Sunday, May 06, 2007


Here's an exchange I had with the neighborhood kids when they were playing basketball in the driveway yesterday and I heard a loud "THUNK' against my window...

Me: Hey guys, I know you're having fun out here and all, but watch it with that ball, alright? You might break something.

Kid 1: Naaaaw, that wasn't the ball. Thas was stupid throwing dirt around.

(I look at my window and there's dirt on the screen and big clump of dirt on the ground.)

Me (outraged at Kid 2:) What the hell are you, a frickin' moron? I can see you throwing the ball around, but dirt? Geez kid, how old are you?

Kid 2 (sheepishly): Twelve.

Me: Twelve years old and you're throwing dirt like you're four years old?! What are you, some kind of idiot? What kind of twelve years old throws dirt? Are you that freakin' dumb? Did your parents just raise you to be that dumb or do you not even care anymore? Go home! Just go home and go throw dirt at your mama's window and see what get then, you doofus!

I really don't think anyone had ever talked to Kid 2 the way I went off on him that day. Now, I know what most of you may be thinking here. "My God, he just went off on that kid like he was Alec Baldwin or something." Yes. Yes I did. But he wasn't my kid. if it was my kid, I'd have grounded him for being so dumb at the age of twelve to throw dirt at windows. Only for a couple of days. Besides, I'm starting to get crotchety now as I get older and starting to feel myself becoming Old Man Johnson now. Somebody's gotta straighten out these young punks now before they get out of hand it, so it may as well be me.

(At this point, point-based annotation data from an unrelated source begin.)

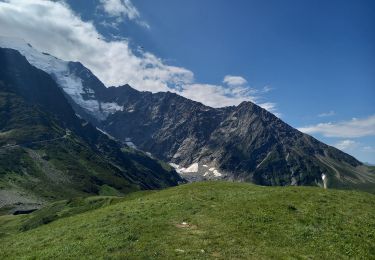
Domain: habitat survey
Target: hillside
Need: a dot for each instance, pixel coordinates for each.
(214, 220)
(48, 153)
(241, 143)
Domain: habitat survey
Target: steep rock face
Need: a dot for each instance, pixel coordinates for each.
(47, 152)
(243, 143)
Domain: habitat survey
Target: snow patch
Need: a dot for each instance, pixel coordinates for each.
(69, 82)
(324, 178)
(192, 168)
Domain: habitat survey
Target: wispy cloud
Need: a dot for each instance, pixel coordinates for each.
(353, 128)
(62, 33)
(327, 114)
(234, 80)
(120, 10)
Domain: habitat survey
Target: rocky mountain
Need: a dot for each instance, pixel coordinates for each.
(47, 152)
(242, 143)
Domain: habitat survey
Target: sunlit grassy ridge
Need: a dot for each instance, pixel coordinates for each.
(201, 220)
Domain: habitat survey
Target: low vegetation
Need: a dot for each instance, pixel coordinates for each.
(217, 220)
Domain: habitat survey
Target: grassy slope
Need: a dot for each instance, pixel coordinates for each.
(225, 220)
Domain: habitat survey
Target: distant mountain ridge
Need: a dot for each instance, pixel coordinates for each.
(48, 153)
(240, 143)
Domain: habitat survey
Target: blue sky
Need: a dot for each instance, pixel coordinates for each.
(310, 62)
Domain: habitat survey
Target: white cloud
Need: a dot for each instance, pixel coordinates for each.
(234, 80)
(52, 27)
(327, 114)
(121, 9)
(368, 149)
(346, 144)
(353, 128)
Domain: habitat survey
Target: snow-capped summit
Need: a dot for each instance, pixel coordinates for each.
(66, 77)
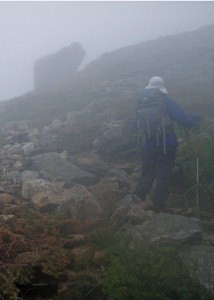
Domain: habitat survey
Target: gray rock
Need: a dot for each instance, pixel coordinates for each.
(200, 260)
(31, 147)
(54, 164)
(78, 202)
(30, 175)
(111, 136)
(82, 118)
(31, 188)
(166, 229)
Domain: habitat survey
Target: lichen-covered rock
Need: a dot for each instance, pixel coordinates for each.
(166, 229)
(200, 260)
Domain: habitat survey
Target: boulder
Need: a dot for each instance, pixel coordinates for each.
(46, 201)
(57, 166)
(166, 229)
(200, 260)
(31, 188)
(79, 118)
(31, 147)
(94, 165)
(30, 175)
(110, 137)
(78, 202)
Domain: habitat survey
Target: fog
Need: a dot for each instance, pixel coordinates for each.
(31, 30)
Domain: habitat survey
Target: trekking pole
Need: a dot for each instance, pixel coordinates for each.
(196, 209)
(197, 172)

I'm so glad that I don't have a daughter at a dating age right now. Boys would never even get to the screen door close enough.

By the way, today I gave away some books I picked up on Free Comic Book Day to two of the boys who were there during the verbal thrashing I gave out yesterday to prove I am a good guy. They never even thanked me for 'em. Little bastards.